I gave up on actually attending the American Geophysical Union’s (AGU’s) annual meeting this fall in San Francisco at the last minute. I like to fantasize that I can overcome all adversity, but I occasionally check in with reality. I have M.S., and to make outings like this really work, a lot of planning needs to go into it. I waited too long this year to start that planning. Unfortunately the following substitute plan makes it hard to keep up with the blog.
What I was still able to do was explore the virtual options. The AGU is an international group of space and Earth scientists that you rarely hear from, but which is leading in its field. Every December, before the solstice, they meet in San Francisco and release to the general public many of that year’s highlights of the research they’ve conducted during the year. If you’ve noticed them at all, this is probably why. The meeting this year is of about 30,000 scientists from around the world. One of the things they’ve been trying to do is make it easier for the press to get access to the meeting. There’s a great deal of the year’s research which gets its only public viewing at this meeting.
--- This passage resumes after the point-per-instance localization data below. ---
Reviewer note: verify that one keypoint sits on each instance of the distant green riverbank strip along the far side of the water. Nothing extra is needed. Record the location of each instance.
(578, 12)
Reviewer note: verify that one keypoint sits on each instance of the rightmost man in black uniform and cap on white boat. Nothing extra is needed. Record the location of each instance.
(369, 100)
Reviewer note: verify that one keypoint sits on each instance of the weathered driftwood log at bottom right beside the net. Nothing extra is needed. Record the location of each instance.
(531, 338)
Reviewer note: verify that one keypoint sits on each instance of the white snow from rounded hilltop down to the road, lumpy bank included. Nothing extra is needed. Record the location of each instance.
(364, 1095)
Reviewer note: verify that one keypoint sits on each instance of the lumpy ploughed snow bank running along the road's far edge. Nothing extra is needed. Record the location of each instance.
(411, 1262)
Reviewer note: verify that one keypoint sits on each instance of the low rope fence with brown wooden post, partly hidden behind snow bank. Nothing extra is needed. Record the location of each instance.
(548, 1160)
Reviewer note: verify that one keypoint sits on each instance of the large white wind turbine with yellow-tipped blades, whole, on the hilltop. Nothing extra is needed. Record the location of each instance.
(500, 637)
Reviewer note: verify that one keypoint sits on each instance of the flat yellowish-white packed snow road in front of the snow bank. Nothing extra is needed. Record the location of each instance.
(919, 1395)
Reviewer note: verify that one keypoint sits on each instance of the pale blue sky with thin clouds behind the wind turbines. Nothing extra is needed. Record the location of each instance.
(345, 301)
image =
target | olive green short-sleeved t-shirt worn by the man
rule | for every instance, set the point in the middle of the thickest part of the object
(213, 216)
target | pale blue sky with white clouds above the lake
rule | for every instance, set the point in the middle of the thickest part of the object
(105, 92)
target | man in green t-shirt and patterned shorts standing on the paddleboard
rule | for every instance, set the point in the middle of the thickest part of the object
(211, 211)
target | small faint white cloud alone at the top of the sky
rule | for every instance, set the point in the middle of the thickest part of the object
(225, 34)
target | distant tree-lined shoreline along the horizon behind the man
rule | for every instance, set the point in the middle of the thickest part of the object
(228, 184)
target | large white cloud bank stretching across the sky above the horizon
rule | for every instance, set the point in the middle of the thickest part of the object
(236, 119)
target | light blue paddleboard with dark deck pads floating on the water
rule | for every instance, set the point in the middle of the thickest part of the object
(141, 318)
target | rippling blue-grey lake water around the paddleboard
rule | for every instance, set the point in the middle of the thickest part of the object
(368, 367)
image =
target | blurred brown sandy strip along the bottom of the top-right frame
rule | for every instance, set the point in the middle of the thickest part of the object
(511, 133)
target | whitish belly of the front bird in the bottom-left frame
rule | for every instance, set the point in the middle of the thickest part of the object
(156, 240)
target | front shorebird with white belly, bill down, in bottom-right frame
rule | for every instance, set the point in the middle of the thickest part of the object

I was expecting a very good, functional site: if anyone can put together a good site, it should be these guys. Unfortunately, the site suffers from what I was very often accused of during my years as a mathematics professor: It is much more functional for the expert than the newby.
That said, I am getting used to it, and have found some interesting articles on it. Two that I’d like to summarize for you talked about unexpectedly rapid destabilization of the arctic ice cap,
In both cases reference was made to the fact that effects of global warming are exacerbated in higher latitudes, and especially so in the arctic. Very significant in the Arctic is the albedo of the region, which has decreased substantially as the ice is melts longer and earlier each year, so the reflectivity of the whole area is decreased during more direct sunlight. This is the worst time for there to be less sunlight being reflected off the planet. It is expected that by 2044 the Arctic ocean will be, essentially, ice free in the summer.
As of now, while changes in the jet stream may be due to Arctic warming, there is not enough data to make that claim nor to guess at longevity, so whether the polar vortex will be a common term during the extended period of global climate change is unknown.